SUSAN DOOLAN, SPECIAL TO THE EXAMINER

Jill Price joined Barrie's art community last summer. The move from London, Ont., is akin to coming full circle for an artist whose talent spans just about every aspect of the visual arts.

Opening a studio in the Lakeshore Mews is a culmination of a career that includes administration, running her own co-op gallery, working independently as an artist painting, drawing, curating, writing, teaching and even, in at least one instance, publishing. It is also a move back to working at art full-time.

When Price was a child, she was into athletics -- volleyball (her favourite), basketball, base-b all -- and even went to the nationals with a junior team. Everyone thought she'd would teach physical education. But there was an artist inside her waiting to come out. Drawing came first and at first, her work was only black and white. Figurative work followed.
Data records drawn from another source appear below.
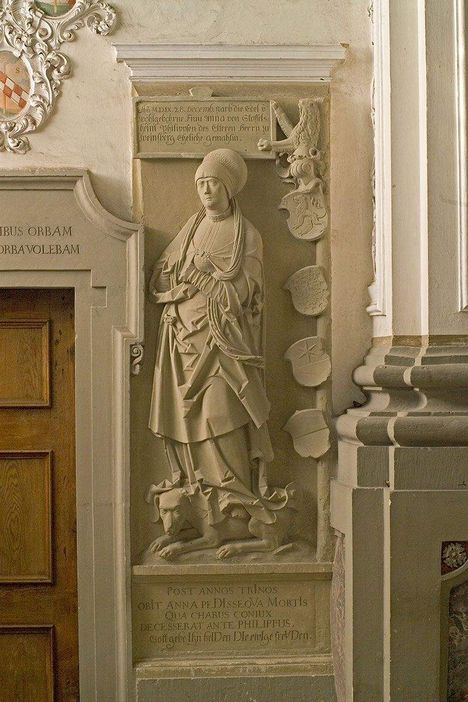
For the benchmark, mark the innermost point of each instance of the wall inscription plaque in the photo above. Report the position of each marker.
(174, 127)
(230, 617)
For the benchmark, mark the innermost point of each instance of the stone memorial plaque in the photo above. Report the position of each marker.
(174, 127)
(221, 616)
(53, 229)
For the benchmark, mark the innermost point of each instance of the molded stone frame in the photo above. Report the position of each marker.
(108, 285)
(450, 582)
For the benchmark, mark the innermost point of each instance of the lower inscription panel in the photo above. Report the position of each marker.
(225, 615)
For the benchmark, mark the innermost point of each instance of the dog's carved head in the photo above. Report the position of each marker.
(171, 506)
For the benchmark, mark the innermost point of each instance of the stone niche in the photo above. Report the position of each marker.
(213, 622)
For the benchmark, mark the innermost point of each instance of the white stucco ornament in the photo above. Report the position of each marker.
(31, 67)
(309, 432)
(311, 365)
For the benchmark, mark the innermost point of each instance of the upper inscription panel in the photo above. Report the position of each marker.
(175, 127)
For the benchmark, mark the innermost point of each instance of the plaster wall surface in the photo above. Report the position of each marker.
(91, 126)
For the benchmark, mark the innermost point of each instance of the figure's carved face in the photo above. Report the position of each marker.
(212, 194)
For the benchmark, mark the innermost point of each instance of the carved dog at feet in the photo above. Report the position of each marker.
(187, 529)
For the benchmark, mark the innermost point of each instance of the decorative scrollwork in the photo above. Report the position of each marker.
(303, 165)
(31, 67)
(137, 352)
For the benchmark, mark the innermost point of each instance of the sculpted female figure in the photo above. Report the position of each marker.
(209, 402)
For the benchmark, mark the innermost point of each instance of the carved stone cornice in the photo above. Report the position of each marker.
(416, 396)
(210, 63)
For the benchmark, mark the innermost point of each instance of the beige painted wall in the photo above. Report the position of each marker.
(92, 124)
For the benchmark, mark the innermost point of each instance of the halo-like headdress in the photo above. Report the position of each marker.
(226, 165)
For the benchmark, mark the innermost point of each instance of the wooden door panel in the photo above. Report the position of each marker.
(25, 517)
(26, 664)
(24, 351)
(38, 579)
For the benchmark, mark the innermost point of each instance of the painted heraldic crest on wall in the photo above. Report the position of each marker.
(31, 67)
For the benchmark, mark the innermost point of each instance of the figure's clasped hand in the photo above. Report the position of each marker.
(264, 145)
(203, 263)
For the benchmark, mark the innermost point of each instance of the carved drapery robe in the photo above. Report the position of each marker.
(209, 401)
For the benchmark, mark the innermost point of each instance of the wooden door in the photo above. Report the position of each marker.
(38, 581)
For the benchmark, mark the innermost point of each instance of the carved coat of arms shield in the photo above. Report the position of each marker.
(15, 85)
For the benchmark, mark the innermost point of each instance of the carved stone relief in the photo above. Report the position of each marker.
(308, 220)
(309, 290)
(309, 432)
(310, 363)
(31, 67)
(209, 402)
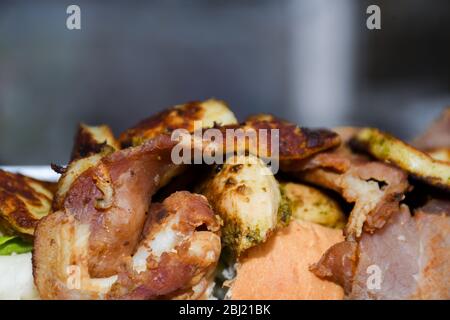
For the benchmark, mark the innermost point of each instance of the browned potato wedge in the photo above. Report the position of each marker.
(417, 163)
(23, 202)
(247, 197)
(183, 116)
(310, 204)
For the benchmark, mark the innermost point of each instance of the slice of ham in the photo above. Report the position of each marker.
(409, 255)
(374, 187)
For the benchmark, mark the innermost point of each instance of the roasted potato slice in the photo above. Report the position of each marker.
(209, 112)
(310, 204)
(90, 140)
(72, 172)
(417, 163)
(23, 202)
(247, 197)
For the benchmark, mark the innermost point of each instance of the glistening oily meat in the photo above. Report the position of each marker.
(409, 258)
(374, 187)
(97, 231)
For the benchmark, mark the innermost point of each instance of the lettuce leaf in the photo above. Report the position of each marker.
(14, 244)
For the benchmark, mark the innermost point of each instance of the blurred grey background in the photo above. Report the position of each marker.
(310, 61)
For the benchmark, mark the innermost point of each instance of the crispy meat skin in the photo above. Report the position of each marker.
(295, 143)
(412, 253)
(133, 175)
(177, 269)
(23, 201)
(376, 188)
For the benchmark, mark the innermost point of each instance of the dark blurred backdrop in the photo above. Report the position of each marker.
(311, 61)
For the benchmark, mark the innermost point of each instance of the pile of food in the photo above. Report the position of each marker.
(352, 213)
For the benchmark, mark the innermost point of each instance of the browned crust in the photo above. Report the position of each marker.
(163, 122)
(295, 142)
(18, 198)
(87, 143)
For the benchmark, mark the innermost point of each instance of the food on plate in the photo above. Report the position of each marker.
(344, 217)
(279, 268)
(392, 150)
(375, 188)
(208, 113)
(311, 204)
(16, 278)
(23, 202)
(90, 140)
(437, 135)
(410, 256)
(247, 197)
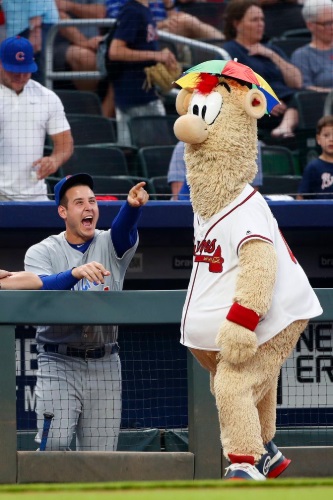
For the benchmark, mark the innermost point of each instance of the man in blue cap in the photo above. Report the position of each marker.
(29, 112)
(79, 374)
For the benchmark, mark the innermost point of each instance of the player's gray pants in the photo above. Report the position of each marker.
(84, 396)
(123, 117)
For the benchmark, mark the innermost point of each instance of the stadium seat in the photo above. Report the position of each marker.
(152, 130)
(328, 104)
(289, 45)
(161, 188)
(91, 129)
(96, 161)
(80, 102)
(297, 32)
(277, 160)
(155, 160)
(208, 12)
(310, 107)
(280, 184)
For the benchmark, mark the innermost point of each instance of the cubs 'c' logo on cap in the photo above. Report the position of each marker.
(20, 56)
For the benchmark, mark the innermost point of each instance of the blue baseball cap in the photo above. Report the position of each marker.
(17, 55)
(71, 180)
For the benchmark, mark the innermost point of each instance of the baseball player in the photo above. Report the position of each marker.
(78, 377)
(19, 280)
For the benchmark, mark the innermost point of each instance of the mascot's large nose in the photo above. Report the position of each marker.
(191, 129)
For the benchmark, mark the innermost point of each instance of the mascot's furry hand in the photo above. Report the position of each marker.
(237, 343)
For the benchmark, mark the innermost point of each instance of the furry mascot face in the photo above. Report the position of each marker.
(218, 123)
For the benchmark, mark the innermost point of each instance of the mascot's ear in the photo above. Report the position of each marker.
(183, 101)
(255, 103)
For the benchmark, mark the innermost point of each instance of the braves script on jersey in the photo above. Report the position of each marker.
(215, 266)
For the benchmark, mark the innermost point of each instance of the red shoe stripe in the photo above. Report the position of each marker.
(279, 469)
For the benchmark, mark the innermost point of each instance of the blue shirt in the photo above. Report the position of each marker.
(18, 14)
(318, 178)
(137, 29)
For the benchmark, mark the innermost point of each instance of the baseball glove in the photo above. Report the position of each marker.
(160, 76)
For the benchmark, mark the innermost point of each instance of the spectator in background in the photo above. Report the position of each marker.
(280, 16)
(135, 44)
(177, 173)
(29, 111)
(21, 280)
(168, 18)
(75, 48)
(31, 19)
(317, 177)
(244, 28)
(315, 60)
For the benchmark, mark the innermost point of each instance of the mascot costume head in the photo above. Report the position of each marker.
(248, 299)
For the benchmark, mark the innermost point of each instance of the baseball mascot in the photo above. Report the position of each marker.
(248, 299)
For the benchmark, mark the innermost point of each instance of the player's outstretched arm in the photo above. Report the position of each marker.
(93, 271)
(138, 196)
(21, 280)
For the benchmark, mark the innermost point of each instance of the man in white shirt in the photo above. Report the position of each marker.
(28, 113)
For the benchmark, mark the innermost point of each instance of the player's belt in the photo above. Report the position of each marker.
(90, 353)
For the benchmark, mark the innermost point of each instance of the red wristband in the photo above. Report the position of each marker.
(243, 316)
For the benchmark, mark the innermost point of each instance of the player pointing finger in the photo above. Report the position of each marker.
(138, 196)
(93, 271)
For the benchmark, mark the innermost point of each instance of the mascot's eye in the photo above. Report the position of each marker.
(213, 104)
(206, 106)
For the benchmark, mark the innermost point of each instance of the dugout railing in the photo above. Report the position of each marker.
(203, 460)
(197, 51)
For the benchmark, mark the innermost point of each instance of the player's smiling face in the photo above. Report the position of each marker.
(80, 215)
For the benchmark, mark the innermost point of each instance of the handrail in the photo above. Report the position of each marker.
(50, 75)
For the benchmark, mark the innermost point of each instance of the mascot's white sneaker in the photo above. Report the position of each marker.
(243, 467)
(279, 462)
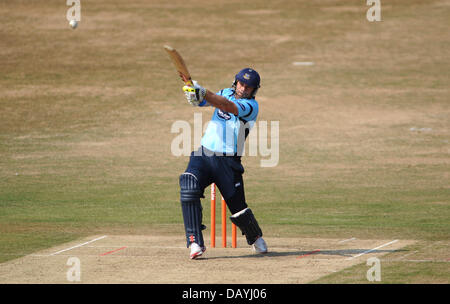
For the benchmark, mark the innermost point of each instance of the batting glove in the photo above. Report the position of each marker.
(195, 94)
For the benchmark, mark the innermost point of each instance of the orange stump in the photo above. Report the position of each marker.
(224, 222)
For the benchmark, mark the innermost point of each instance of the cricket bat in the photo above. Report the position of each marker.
(180, 65)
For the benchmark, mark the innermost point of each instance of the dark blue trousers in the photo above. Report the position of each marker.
(225, 171)
(207, 168)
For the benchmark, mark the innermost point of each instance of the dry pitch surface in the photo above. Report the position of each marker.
(164, 260)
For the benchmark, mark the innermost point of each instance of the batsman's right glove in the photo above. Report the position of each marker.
(195, 94)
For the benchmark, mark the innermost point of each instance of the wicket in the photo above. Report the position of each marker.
(224, 222)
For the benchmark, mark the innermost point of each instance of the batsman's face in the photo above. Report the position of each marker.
(243, 90)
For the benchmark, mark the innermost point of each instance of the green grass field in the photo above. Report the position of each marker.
(364, 133)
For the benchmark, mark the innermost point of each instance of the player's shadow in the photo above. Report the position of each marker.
(300, 254)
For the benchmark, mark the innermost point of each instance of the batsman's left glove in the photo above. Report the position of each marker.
(194, 94)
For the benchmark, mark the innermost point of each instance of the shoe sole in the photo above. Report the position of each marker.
(197, 254)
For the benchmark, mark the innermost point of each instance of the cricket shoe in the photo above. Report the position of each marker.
(260, 246)
(196, 250)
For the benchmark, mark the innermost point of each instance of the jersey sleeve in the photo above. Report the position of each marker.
(247, 108)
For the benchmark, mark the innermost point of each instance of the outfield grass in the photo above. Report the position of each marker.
(364, 133)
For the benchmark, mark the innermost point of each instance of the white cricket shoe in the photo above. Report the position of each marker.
(196, 250)
(260, 246)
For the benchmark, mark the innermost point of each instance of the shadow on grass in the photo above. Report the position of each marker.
(301, 254)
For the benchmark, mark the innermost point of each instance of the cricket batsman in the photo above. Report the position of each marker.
(218, 159)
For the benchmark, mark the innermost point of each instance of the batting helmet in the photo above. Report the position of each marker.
(250, 77)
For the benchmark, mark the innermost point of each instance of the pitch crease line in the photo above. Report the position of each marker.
(79, 245)
(112, 251)
(373, 249)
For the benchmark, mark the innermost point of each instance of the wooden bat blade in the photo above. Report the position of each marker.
(179, 63)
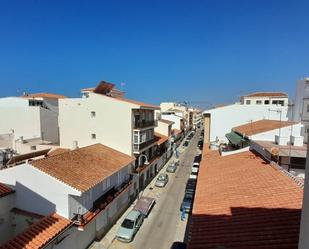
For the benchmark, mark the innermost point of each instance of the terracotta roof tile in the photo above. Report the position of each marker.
(44, 95)
(261, 126)
(242, 202)
(142, 104)
(57, 151)
(85, 167)
(5, 190)
(39, 234)
(161, 137)
(267, 94)
(166, 121)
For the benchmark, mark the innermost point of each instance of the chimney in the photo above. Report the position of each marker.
(75, 145)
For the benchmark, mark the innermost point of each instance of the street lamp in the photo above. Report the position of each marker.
(139, 163)
(292, 106)
(278, 111)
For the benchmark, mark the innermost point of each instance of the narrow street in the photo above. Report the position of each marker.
(164, 226)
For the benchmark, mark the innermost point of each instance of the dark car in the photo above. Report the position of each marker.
(179, 245)
(187, 201)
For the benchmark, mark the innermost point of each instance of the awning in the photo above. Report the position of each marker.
(234, 138)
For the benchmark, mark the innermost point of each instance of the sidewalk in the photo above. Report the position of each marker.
(109, 241)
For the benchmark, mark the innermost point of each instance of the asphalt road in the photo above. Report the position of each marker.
(161, 227)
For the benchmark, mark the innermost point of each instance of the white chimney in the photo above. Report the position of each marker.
(75, 145)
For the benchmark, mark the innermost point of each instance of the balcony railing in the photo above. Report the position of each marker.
(138, 147)
(144, 123)
(102, 203)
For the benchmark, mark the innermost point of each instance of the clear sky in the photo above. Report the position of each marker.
(196, 51)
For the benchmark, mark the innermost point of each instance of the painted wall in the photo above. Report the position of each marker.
(284, 132)
(175, 119)
(6, 204)
(163, 128)
(223, 119)
(29, 121)
(112, 123)
(25, 121)
(304, 226)
(36, 191)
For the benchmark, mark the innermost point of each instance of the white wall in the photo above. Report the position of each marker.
(29, 121)
(49, 125)
(304, 226)
(36, 191)
(223, 119)
(112, 123)
(284, 132)
(162, 128)
(173, 118)
(25, 121)
(6, 204)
Her interest was in the roles men and women play.

"Working out your angst, how are you supposed to behave?," she said, adding that she was a tomboy who lived with her father and spent her time building things instead of getting involved in relationships.

She has had a certain amount of angst with art too and even tried to walk away from it a couple of times, but circum-stances -- the movie 9-1/2 Weeks -- and events, meeting her mother's birth mother, who was a painter in the U.S., inspired her return.

She enrolled in the University of Western Ontario fine arts program and set about acquiring her degree.

In 2006, she returned to the university's education program and following graduation landed a job at a London private school. Doing workshops with kids inspired her to teach and then teaching school children inspired her to return to art.

"I was just so inspired to see kids that talented. When you see you can make a difference who wouldn't want to teach? For some reason, it's easier to facilitate others in their pursuits than to name and take your own risks," said Price, who nevertheless left her job after three years of teaching when she moved to Barrie. "When you see what the kids could (do ) I felt I should be doing this for myself."

Now instead of feeling like she's falling further and further behind in her own art, Price has thrown herself into painting full time again. Angst still makes an appearance in her work although these days, it's more about what's happening in the world around her.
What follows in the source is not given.